Paralelo’s streamlined melodicism and tactile beats are slick in a way that makes their wall of sound easy to sidle up to and enjoy.

In her new book Poor But Sexy, Agata Pyzik explores how Eastern and Western Europe have perceived one another since the tearing down of the wall that divided them under the duopoly of America and the Soviet Union. The epicentre was Berlin, swirling with ghosts, myths, high culture, crime and mythology. It’s been the rotten apple of the artist’s eye ever since Franz Biberkopf haunted Alexanderplatz, Isherwood bid it adieu and Eno and Bowie set up camp in the late seventies.

Based on an installation running along the footprint of what once comprised the “death strip,” Berlin Wall of Sound is a mix of field recordings, sound and graphics, where art meets music meets documentary. Paralelo are Jonathan Dickens alias J-Lab and Frank Bogdanowitz alias Dr.Nojoke, an Englishman in Berlin and a native son born and raised in West Berlin (guess which is which). In building upon the material for this album, the duo capture the transition of the Cold War’s most notorious unplace into a lively urban neighborhood. Their streamlined melodicism and tactile beats are slick in a way that makes their wall of sound easy to sidle up to and enjoy.

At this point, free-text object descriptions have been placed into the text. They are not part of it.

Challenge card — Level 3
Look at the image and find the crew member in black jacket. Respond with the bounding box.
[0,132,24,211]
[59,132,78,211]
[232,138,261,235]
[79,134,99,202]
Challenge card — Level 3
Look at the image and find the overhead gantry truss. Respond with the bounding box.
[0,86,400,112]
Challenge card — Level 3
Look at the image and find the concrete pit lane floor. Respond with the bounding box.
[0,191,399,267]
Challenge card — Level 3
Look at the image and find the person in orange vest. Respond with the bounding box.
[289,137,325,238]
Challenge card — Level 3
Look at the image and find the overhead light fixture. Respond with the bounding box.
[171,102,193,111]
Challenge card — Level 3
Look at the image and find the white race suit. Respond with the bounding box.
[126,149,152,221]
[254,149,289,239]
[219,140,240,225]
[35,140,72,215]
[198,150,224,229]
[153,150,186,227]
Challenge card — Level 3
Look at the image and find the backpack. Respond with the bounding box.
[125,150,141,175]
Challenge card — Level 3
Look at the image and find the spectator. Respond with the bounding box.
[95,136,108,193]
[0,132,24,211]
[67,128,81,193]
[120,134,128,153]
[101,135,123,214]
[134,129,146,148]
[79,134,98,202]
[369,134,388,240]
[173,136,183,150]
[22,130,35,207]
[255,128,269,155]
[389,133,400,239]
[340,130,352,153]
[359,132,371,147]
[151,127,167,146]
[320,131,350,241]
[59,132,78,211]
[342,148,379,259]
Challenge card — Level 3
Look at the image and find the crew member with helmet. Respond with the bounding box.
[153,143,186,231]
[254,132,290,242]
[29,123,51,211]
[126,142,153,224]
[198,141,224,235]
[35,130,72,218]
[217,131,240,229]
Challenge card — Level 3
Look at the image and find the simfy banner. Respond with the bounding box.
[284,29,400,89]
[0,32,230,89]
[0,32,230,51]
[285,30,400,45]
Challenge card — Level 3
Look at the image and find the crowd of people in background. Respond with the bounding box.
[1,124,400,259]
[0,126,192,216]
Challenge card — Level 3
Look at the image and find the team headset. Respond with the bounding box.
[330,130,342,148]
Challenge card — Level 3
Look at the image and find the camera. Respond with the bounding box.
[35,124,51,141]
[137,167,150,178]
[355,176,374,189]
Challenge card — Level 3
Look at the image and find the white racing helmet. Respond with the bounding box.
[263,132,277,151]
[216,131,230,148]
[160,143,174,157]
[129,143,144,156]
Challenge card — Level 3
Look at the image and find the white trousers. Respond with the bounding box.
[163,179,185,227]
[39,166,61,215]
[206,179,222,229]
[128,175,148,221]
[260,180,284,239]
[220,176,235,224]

The album glides into motion like a car on the S-Bahn. It gleams squeaky clean, as if the metropolis has shed a skin pockmarked by the past century to become as shiny and breathtakingly towering as Metropolis. Is this echt Berlin? For all its scar tissue, Berlin has been a centre for well-oiled, streamlined motorik visions of the future, from Bauhaus to Kraftwerk. Paralelo attaches itself to this tradition and sings the city atop a steady, heavy bass heartbeat, with the exception of the turgid “Wachturm” midway through—an essay in sound intended to convey the deadly, all-seeing eye manning the barrier, which seems distracted rather than eagle-eyed. Though the following “Gueffroy” certainly rebounds nicely off it (despite being named for the last victim of the guards’ firing orders) and “Neue Strassen II” has an irresistible and momentuous intensity. Berlin Wall of Sound closes with the ambiguous and haunting “S2,” which seems to gather all the sprawling tethers of ideas, memories and impressions of the narrative, as a goose step evolves into a pleasant afternoon stroll.

Berlin Wall of Sound is available on UNOIKI.